[SPARK-52082][PYTHON][DOCS] Improve ExtractPythonUDF docs

benhurdelhey · HyukjinKwon · commit 4b862685b3d4 · 2025-07-07T14:07:36.000+09:00
### What changes were proposed in this pull request? - renames two methods in ExtractPythonUDFs, and adds docstrings explaining the parallel fusing and chaining concepts ### Why are the changes needed? - in my experience, new developers find the planning code hard to understand without sufficient explanations. The current method naming is confusing, as the `canChainUDF` is actually used select eligibility to fuse parallel udf invocations like `udf1(), udf2()`. ### Does this PR introduce _any_ user-facing change? - No ### How was this patch tested? - Existing tests ### Was this patch authored or co-authored using generative AI tooling? No Closes #50867 from benrobby/SPARK-52082. Authored-by: Ben Hurdelhey <ben.hurdelhey@databricks.com> Signed-off-by: Hyukjin Kwon <gurwls223@apache.org>
diff --git a/sql/core/src/main/scala/org/apache/spark/sql/execution/python/ExtractPythonUDFs.scala b/sql/core/src/main/scala/org/apache/spark/sql/execution/python/ExtractPythonUDFs.scala
@@ -169,16 +169,63 @@ object ExtractPythonUDFs extends Rule[LogicalPlan] with Logging {
     e.exists(PythonUDF.isScalarPythonUDF)
   }
 
+  /**
+   * Return true if we should extract the current expression, including all of its current
+   * children (including UDF expression, and all others), to a logical node.

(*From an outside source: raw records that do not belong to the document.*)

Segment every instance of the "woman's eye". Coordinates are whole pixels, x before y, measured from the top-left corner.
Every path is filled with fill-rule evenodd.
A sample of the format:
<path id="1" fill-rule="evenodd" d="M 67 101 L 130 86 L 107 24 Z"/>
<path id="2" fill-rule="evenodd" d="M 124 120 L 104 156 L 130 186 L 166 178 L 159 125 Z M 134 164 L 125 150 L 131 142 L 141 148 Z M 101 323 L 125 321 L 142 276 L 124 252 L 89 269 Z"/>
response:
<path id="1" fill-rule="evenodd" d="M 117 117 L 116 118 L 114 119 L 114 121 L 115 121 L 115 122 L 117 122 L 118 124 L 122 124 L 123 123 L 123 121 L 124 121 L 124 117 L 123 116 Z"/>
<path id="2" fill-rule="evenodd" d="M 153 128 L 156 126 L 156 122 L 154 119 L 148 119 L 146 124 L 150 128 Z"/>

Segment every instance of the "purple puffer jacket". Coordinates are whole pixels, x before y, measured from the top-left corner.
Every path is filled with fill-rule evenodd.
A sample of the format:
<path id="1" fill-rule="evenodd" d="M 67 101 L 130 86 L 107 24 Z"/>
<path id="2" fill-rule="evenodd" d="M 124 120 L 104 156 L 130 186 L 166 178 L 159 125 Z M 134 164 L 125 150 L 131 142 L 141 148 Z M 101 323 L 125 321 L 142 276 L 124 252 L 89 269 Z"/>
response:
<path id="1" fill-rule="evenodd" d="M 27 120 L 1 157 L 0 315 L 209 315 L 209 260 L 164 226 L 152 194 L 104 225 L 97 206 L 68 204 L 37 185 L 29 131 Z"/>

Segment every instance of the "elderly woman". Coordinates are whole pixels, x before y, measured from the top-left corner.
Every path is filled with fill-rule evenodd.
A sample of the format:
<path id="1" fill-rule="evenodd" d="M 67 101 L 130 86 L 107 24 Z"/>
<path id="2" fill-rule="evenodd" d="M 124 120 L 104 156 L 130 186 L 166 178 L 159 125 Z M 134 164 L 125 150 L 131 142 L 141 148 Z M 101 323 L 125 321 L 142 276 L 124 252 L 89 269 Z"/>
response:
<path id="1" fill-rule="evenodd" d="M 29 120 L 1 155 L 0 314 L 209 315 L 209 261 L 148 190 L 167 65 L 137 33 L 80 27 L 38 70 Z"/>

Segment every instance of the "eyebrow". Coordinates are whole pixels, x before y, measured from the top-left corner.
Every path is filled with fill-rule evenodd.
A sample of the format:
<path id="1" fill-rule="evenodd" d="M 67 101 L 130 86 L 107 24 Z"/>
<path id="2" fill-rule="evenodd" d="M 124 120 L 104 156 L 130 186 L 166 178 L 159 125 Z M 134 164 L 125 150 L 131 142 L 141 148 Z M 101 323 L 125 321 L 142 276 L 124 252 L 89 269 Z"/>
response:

+   * The children of the expression can be UDF expressions, this would be nested chaining.
+   * If child UDF expressions were already extracted before, then this will just extract
+   * the current UDF expression, so they will end up in separate logical nodes. The child
+   * expressions will have been transformed to Attribute expressions referencing the child plan
+   * node's output.
+   *
+   * Return false if there is no single continuous chain of UDFs that can be extracted:
+   * - if there are other expression in-between, return false. In
+   *   below example, the caller will have to extract bar(baz()) separately first:
+   *   Query: foo(1 + bar(baz()))
+   *   Plan:
+   *   - PythonUDF (foo)
+   *      - Project
+   *         - PythonUDF (bar)
+   *           - PythonUDF (baz)
+   * - if the eval types of the UDF expressions in the chain differ, return false.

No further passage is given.